The answer is also in the story of Korach. Surely, he was not the first of the Israelites to rebel against Moses. Other stories of dissatisfaction and rebellion abound in the Torah – the Golden Calf, the desire for meat, fraternizing with pagan tribes. But Korach gets mentioned because he used his position of respect in the community to take advantage of irrational fears. Korach has drawn a picture of himself as the central leader, the arbiter of truth, the credible source. And worse – he has offered no solution to his complaints. He has merely invented their cause.
Saudi prejudice against Israel and Jews is wrong, and ought to be opposed. Likewise, hate-mongering about Muslims is wrong and ought to be opposed. In our complicated world, people sometimes look for small symbolic actions that they think can address large problems. Unfortunately, the symbolism of those actions is about the sum total of their effectiveness – and often they are instead counterproductive.

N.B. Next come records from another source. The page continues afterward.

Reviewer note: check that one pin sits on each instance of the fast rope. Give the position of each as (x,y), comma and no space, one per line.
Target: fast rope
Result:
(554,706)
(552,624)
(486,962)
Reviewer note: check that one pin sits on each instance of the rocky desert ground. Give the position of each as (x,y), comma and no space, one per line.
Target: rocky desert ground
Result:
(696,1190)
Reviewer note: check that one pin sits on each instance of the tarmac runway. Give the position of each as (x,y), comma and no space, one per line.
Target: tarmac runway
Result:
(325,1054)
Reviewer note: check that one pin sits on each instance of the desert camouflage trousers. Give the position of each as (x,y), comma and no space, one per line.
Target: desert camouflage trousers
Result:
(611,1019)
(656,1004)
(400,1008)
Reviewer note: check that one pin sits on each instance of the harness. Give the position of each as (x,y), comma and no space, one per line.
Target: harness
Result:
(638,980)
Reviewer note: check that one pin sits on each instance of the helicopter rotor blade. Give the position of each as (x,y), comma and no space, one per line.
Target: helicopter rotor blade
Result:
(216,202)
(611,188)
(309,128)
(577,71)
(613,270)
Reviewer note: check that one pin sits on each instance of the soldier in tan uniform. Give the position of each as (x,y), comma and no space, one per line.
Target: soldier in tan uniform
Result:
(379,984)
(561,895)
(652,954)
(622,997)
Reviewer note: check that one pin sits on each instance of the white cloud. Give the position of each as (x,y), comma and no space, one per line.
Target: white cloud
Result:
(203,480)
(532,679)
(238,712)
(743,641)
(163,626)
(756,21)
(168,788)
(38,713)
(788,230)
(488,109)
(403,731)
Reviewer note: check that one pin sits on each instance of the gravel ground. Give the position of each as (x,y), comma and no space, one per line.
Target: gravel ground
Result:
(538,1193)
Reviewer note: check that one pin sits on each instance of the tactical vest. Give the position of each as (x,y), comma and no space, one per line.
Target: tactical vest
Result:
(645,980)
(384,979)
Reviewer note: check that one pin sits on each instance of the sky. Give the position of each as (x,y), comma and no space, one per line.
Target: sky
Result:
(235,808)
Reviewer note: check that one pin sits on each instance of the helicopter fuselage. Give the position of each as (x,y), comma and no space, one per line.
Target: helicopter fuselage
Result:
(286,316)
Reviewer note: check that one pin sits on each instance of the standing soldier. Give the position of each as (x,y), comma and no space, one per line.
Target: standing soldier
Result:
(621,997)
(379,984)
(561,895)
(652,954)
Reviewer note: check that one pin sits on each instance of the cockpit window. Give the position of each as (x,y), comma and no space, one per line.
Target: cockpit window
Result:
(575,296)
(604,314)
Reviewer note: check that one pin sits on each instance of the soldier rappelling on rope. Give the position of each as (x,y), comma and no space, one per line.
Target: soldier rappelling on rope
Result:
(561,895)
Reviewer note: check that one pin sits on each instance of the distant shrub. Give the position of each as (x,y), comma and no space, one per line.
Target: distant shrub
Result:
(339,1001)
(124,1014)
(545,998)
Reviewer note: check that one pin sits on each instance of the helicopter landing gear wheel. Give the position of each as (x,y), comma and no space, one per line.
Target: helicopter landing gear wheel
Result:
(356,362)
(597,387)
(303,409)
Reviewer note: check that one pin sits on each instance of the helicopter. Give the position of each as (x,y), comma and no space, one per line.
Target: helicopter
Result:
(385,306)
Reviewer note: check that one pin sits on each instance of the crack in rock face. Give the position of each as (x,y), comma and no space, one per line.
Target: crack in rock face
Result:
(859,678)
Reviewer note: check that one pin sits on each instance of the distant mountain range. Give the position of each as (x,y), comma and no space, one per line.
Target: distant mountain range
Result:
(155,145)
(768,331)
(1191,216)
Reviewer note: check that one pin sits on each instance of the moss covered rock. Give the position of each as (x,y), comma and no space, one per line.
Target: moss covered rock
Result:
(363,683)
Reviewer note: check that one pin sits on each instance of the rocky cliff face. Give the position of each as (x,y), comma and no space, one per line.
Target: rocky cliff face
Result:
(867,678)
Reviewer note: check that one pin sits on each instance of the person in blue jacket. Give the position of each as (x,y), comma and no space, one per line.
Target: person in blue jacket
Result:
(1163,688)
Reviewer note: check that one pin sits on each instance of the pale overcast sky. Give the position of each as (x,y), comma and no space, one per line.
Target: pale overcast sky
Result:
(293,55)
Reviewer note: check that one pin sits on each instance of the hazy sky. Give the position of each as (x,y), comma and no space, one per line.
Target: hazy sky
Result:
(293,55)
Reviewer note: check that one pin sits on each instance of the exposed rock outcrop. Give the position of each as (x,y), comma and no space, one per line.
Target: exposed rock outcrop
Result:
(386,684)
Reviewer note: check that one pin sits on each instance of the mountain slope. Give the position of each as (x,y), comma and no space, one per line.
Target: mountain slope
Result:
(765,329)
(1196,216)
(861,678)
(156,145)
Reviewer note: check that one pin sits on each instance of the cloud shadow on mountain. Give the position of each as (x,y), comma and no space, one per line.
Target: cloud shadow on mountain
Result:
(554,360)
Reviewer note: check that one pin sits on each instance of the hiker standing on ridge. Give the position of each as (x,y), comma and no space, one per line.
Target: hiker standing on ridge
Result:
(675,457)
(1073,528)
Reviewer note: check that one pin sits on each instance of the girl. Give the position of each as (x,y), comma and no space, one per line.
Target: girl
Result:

When the Federation of Jewish Men's Clubs called for the boycott of single-malt Scotch from an area in Scotland where the local council had voted to support boycott, divestment and sanctions against Israel, they included the one distillery that had proactively sought kosher supervision as a service to the Jewish community. BDS should be opposed; substituting a different brand of Scotch would not do it, but it makes people feel very virtuous. (One correspondent of mine likened it to opposing the Nazis.)
And mounting an attack on one major US airline that offers non-stop and other direct flights to Israel may seem like a very principled stance, but it will not impact Saudi policy and may, instead, diminish traffic to Israel and reduce the number of available flights. But it gives voice to righteous indignation.
There is good reason to be alert in our world. There are serious dangers to people of good will, and still more than enough anti-Jewish sentiment to go around. But those who substitute hysteria and half-truths for information and who recommend storming airline ticket counters as the solution are the very people who keep Korach on the loose.